Water bestaat in drie verschillende vormen: vast (ijs), vloeibaar (water) of gas (waterdamp).
Verdamping en condensatie zijn twee processen waardoor water van de ene toestand naar de andere verandert. Alle materie is gemaakt van kleine bewegende deeltjes die moleculen worden genoemd. Verdamping en condensatie vinden plaats wanneer deze moleculen energie winnen of verliezen in de vorm van warmte.
Neem bijvoorbeeld water in een kom en teken een lijn om het waterniveau aan te geven. Zet deze kom met water nu in het zonlicht. Observeer na enige tijd het waterniveau in de kom. U zult merken dat het waterpeil wordt verlaagd. Waar gaat het water uit de kom naartoe? Door de hitte van de zon is het in damp veranderd. Dit is verdamping.
Op dezelfde manier, als water in een pot kookt, daalt het waterpeil. Het water lijkt te verdwijnen, maar het gaat in feite de lucht in als een gas dat waterdamp wordt genoemd.
Verdamping vindt plaats wanneer een vloeistof wordt verwarmd. De warmte geeft de moleculen van de vloeistof meer energie. Deze energie zorgt ervoor dat de moleculen sneller bewegen. Als ze genoeg energie krijgen, breken de moleculen aan het oppervlak af. Deze moleculen ontsnappen aan de vloeistof en komen als gas in de lucht. Verdamping van planten wordt transpiratie genoemd.

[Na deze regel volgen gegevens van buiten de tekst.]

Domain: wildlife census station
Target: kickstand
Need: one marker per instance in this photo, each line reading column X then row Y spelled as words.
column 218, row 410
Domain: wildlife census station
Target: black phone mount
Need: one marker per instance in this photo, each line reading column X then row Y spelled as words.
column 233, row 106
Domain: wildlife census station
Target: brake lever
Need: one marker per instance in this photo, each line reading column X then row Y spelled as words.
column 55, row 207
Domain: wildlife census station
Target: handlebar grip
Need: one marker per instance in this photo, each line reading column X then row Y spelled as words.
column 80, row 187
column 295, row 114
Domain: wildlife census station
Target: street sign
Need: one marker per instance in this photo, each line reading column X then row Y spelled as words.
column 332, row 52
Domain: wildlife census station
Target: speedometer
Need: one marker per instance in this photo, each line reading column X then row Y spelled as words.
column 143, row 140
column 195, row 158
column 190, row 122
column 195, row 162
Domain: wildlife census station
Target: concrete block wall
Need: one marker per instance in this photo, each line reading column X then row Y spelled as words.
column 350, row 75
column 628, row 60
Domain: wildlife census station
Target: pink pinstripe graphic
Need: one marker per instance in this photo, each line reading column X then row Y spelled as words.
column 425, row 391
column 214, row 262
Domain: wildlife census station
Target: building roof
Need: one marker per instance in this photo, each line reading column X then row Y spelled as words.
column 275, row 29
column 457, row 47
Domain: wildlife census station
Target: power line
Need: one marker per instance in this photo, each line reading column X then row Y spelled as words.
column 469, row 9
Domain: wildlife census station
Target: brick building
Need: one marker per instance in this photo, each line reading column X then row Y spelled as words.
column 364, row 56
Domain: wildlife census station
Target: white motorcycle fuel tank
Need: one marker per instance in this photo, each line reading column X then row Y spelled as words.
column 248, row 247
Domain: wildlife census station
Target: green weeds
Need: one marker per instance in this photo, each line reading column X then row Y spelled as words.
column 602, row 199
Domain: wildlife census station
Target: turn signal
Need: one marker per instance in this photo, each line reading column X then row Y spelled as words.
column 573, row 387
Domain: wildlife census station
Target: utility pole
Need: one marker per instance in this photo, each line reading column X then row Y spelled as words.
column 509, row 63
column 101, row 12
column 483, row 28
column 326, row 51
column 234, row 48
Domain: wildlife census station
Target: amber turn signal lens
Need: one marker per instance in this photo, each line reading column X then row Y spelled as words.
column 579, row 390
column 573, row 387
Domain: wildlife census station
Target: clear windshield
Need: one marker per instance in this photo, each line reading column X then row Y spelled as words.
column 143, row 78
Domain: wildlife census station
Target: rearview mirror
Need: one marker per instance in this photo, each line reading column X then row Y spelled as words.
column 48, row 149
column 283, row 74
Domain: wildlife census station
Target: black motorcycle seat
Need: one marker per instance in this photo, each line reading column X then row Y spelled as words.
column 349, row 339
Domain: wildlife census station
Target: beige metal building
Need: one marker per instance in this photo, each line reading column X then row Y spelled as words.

Bij verdamping verandert water van een vloeistof in een gas.
Condensatie is het tegenovergestelde van verdamping. Denk aan wat er gebeurt op het buitenoppervlak als je ijsblokjes in een glas giet? Zie je kleine druppeltjes water op het buitenoppervlak van glas verschijnen? Waterdampen die in de lucht aanwezig zijn, komen bij aanraking met het koude oppervlak van het glas samen om druppels te vormen. Dit proces wordt condensatie genoemd.
Condensatie ontstaat door warmteverlies. Condensatie vindt plaats wanneer moleculen in een gas afkoelen. Als de moleculen warmte verliezen, verliezen ze energie. Daardoor vertragen ze. Ze komen dichter bij andere gasmoleculen. Ten slotte verzamelen deze moleculen zich om een vloeistof te vormen.
Bij condensatie verandert water van een gas in een vloeistof.
Terwijl de zon water verwarmt in een vijver, meer, rivier of andere waterlichamen, verandert het water in waterdamp en wordt het overgebracht naar de atmosfeer. Dit proces wordt verdamping genoemd. Wanneer waterdampen de bovenste atmosfeer bereiken, condenseren ze als gevolg van lage temperatuur, vormen wolken en vallen terug op aarde in de vorm van regen, sneeuw en hagel en soms in de vorm van dauw en mist.
Tijdens de winter, wanneer de ochtendtemperatuur erg laag is, condenseren waterdruppels en hangen ze in de atmosfeer als mist. De dauw die zich 's nachts op het gras vormt, is een ander voorbeeld van condensatie. In intens koude dagen vallen deze waterdruppels als vorst naar beneden.
Water wordt voortdurend hergebruikt in de waterkringloop, door verdamping en condensatie. Dit is de manier waarop de natuur water over het land verdeelt om het leven van planten, dieren en mensen op aarde te ondersteunen.